Deuteronomio

Taller de Biblia | 11-06-2010 | 2419 visitas
Deuteronomio

Un Dios, un santuario, un pueblo, una ley, una tierra, son los grandes ejes teológicos del Deuteronomio, preocupado por la unidad religiosa y política de Israel. Esto era lo que se proponían conseguir los autores del Deuteronomio con su escrito.

Hasta ese momento Israel no poseía una tradición religiosa plenamente unificada. La pluralidad de santuarios implicaba la existencia de distintas tradiciones locales, especialmente diferencias entre los santuarios del norte y los del sur.

Para el Deuteronomio el principio de unidad es Moisés. Los jueces, los reyes, los sacerdotes, los profetas, todos ellos están sometidos a la ley de Moisés.

Deuteronomio es el título griego que significa "segunda ley". Insinuaría que junto a las leyes dadas por Dios a su pueblo en el Sinaí, y recogidas en Exodo, Levítico y Números, el Señor volvió a proclamar estas leyes por medio de Moisés en las llanuras de Moab, a las puertas ya de la tierra prometida.

En la biblia hebrea el libro es conocido por sus primeros vocablos "Elleb haddebarim" = estas son las palabras.

La atribución a Moisés de este libro no pasa de ser una ficción literaria. El autor del Deuteronomio, como el de tantos otros libros del Antiguo Testamento, ha quedado en el anonimato. Más que de un autor hay que hablar de varios autores y de un largo proceso de formación que se extiende fundamentalmente entre los siglos VIII y VI a. C.

Desde el punto de vista teológico es uno de los libros más ricos del A.T. La idea de un Dios se da la mano con la de un pueblo.

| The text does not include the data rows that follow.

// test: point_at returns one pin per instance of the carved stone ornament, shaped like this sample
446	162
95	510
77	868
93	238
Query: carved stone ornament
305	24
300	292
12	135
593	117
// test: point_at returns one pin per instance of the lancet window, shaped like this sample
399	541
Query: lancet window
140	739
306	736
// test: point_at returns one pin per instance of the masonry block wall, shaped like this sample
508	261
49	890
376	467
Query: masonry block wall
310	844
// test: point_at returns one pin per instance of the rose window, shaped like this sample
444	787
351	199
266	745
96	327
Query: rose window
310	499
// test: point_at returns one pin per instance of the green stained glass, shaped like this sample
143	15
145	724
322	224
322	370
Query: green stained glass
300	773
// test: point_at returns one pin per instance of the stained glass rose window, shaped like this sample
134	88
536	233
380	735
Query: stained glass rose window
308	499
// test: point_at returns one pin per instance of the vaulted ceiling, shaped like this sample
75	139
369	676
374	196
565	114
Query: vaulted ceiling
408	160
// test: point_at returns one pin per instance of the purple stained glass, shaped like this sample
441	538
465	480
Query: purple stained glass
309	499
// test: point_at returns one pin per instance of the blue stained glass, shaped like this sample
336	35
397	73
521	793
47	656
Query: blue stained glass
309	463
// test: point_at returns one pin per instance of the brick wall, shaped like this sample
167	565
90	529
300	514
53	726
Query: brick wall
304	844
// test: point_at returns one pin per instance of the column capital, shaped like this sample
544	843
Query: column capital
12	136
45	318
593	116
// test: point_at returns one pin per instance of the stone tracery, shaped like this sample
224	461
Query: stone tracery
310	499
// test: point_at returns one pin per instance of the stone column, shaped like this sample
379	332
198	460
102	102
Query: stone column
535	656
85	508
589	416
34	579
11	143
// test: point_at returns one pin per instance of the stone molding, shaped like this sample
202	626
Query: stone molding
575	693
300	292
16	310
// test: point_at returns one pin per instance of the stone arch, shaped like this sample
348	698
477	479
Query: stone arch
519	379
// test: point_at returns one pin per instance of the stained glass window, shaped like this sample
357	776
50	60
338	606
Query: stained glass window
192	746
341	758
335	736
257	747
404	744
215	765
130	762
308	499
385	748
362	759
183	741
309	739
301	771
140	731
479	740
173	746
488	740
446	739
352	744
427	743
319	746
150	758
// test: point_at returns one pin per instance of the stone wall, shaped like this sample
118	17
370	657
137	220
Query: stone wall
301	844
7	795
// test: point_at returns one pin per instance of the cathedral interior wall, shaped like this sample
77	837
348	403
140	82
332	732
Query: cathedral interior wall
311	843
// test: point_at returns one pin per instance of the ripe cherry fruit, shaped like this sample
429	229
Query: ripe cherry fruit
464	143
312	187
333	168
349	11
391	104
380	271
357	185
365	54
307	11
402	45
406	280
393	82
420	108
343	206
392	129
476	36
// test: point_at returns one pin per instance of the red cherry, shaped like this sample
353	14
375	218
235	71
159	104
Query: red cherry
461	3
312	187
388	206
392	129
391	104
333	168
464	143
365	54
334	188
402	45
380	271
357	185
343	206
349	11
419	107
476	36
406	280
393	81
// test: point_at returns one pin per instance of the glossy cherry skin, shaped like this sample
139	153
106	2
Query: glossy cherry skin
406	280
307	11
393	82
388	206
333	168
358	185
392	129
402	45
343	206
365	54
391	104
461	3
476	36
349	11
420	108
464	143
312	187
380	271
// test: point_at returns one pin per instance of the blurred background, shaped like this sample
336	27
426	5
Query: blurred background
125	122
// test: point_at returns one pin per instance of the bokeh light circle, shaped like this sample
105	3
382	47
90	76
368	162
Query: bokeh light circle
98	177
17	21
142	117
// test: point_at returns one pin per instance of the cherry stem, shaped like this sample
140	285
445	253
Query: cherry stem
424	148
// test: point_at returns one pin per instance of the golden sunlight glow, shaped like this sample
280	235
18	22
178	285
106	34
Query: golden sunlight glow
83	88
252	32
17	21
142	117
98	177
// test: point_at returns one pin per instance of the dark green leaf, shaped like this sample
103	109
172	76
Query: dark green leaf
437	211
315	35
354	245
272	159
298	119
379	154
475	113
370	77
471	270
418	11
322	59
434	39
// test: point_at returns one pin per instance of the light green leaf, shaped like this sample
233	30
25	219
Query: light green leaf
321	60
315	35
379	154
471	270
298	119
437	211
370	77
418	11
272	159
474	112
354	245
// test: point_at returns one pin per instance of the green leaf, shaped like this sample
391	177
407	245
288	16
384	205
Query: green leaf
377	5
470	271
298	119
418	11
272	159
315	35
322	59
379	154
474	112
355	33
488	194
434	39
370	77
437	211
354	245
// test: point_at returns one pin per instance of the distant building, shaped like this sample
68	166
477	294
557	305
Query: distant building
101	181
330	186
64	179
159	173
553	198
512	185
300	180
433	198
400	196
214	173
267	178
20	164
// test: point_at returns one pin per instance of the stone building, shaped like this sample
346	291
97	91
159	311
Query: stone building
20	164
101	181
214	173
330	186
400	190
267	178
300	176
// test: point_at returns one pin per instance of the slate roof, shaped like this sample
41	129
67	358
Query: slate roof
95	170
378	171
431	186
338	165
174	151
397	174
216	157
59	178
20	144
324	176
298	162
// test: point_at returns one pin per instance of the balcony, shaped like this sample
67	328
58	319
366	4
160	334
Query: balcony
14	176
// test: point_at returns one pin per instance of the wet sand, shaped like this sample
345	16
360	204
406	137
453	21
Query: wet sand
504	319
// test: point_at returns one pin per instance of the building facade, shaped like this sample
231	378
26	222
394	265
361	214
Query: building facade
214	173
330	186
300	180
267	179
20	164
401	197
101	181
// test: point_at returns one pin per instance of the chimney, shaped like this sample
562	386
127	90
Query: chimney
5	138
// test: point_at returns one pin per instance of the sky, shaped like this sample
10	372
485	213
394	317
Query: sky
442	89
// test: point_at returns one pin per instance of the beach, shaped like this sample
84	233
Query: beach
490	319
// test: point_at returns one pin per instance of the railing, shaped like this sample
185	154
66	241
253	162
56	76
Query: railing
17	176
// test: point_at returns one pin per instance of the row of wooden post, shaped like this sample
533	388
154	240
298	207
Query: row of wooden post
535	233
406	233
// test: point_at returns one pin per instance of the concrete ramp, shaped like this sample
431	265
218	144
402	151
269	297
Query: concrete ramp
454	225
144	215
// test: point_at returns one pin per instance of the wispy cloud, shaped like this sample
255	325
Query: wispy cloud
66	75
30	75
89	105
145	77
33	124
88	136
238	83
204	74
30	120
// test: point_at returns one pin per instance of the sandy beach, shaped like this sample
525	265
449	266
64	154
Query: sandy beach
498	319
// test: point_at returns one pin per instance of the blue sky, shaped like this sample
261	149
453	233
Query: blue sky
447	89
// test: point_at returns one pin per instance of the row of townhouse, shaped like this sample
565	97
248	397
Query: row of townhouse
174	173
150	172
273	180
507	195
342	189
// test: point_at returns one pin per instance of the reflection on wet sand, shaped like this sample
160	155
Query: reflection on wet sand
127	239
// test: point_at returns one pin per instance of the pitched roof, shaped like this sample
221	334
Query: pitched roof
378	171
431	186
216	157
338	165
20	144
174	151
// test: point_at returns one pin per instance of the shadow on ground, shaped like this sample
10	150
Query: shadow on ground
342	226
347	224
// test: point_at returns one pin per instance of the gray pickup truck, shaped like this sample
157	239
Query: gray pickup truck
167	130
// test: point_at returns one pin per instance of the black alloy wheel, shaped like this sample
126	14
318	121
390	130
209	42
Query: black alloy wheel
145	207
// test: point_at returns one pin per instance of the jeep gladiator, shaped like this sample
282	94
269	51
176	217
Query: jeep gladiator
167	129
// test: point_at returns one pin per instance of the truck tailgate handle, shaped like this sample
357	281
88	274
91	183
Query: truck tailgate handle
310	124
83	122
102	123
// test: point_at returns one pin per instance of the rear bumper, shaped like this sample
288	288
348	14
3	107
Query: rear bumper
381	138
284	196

De entre todos los pueblos, el Señor eligió a Israel como pueblo de su propiedad. Esta elección creaba lazos especiales entre ambos. A Israel se le exige un amor total y exclusivo que implica una separación de las naciones que no tienen parte en esta comunión. Además los israelitas son hijos de Dios y hermanos entre sí.

De Dios le provienen a Israel todos los bienes que posee, y de ellos la tierra es el más importante. Tanto su conquista como la fuerza para trabajar y adquirir sus frutos provienen del Señor, por eso Israel no debe vanagloriarse, pero tampoco ha de temer; tan solo debe confiar en el Señor.

Asentado en esta tierra, el pueblo necesita una ley para vivir en sociedad. Ser fieles a la ley significa se fieles a Dios. Del cumplimiento de las leyes depende la vida y la bendición del pueblo.

La unidad de Dios lleva, en última instancia, a la unidad de santuario; la centralización del culto forma parte del capital más valioso del Deuteronomio.

Para el cristiano de cualquier época, el Deuteronomio constituye una llamada a la fidelidad en medio de un mundo y de una sociedad en continuo proceso de cambio. Al creyente moderno se le pide dinamismo y creatividad, pero también fidelidad a los orígenes.

Además el Deuteronomio es un buen ejemplo de cómo una ley no debe imponerse simplemente desde fuera, desde la pura autoridad, sino que debe inculcarse a través de una profunda reflexión sobre la historia.